そこそこ見てくれている人も増えてきていて書くのがとっても楽しかった。
そういえばそもそもあの視界の悪い豪雨の中、夜間に外出したのも、市民図書館で借りていたその小説のNAISEI部分用の資料が翌日返却日だったので、コンビニで必要部分をコピーする為だった。
せっかくこれからNAISEIパート突入!って色々勉強したのに、エタっちゃうのか〜あ〜あ…
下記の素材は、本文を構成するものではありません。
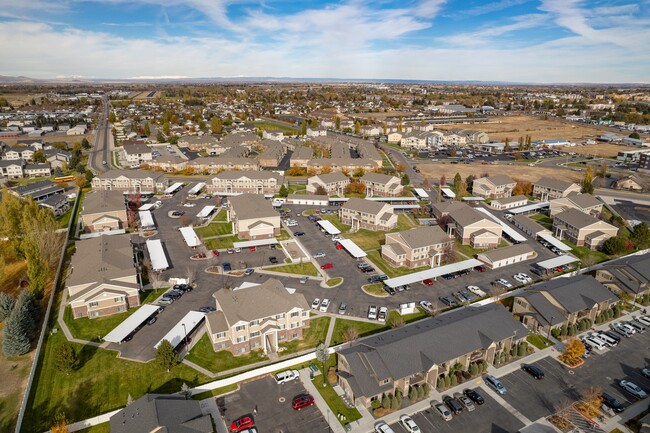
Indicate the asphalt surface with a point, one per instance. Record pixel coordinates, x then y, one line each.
274 412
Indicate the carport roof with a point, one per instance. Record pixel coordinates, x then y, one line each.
129 325
432 273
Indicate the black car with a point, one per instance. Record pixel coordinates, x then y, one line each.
534 371
474 396
612 402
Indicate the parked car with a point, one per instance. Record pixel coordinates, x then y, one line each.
286 376
474 396
441 410
495 384
242 423
302 401
409 425
633 389
533 370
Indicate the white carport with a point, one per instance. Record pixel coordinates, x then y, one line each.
352 248
191 239
432 273
186 324
554 241
329 227
121 331
157 255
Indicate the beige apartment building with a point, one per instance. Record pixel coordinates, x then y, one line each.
365 214
422 246
242 323
253 217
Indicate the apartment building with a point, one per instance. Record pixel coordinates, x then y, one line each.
242 323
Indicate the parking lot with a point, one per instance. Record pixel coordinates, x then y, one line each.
274 412
490 417
606 369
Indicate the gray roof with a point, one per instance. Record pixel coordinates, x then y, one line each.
103 201
247 206
103 257
422 236
415 348
555 184
244 304
362 205
576 293
164 413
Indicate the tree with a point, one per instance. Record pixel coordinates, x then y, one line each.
65 357
586 186
614 246
7 303
640 236
166 356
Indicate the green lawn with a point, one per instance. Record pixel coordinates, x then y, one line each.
312 336
363 328
335 402
204 355
221 243
92 329
100 383
214 229
375 257
305 268
538 341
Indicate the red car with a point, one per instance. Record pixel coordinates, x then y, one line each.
242 423
302 400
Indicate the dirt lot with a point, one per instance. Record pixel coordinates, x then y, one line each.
513 127
517 171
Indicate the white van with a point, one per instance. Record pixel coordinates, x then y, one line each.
607 339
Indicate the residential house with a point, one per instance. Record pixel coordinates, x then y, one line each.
370 215
547 188
253 217
422 352
586 203
499 186
168 413
238 182
509 202
131 181
103 211
242 323
102 279
629 275
382 185
562 301
334 183
582 229
505 256
422 246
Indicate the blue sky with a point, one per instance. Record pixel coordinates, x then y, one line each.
541 41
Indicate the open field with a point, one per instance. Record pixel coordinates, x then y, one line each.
513 127
517 171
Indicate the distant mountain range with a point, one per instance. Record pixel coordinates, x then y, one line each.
6 79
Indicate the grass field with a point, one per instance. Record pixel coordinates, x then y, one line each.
312 336
305 268
204 355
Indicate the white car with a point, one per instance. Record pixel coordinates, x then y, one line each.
372 312
324 305
286 376
476 290
408 424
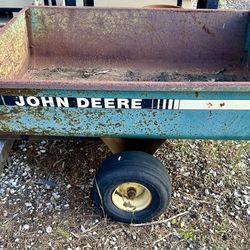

それにしても別に転生もの定番の神様とかには会わなかったけど…。てことは特殊能力とかTUEEEEはないな。残念!ま、普通の転生はあるかもだけど、神様チート転生はさすがに願望入った創作物だもんね。
でもこんな普通人間の私でも転生しちゃうなんて、案外転生ってみんなしてるのかも。そして死んですぐの赤ちゃんな今はいろいろ覚えてるけど段々忘れていくのかも。
ここはどこの国かなぁ。言葉は日本語でも英語でも私の知ってるヨーロッパあたりの言語でも中国や韓国のでもなさそうだったけど、できれば紛争とかがある地域じゃなくて、貧困地域でもないとこがいいなぁ…。
あんまり苦労とかはしたくないよ。この人生ものんびりのほほんと生きていきたい…。
などと切実かつのんきなことを考えつつ、赤ちゃんの脳みそでい複雑な事を考えたからなのか、推定母親に抱かれて本能的に安心したのか、揺れに負けたのか、だんだんとおりてくる瞼に逆らわず目を閉じた。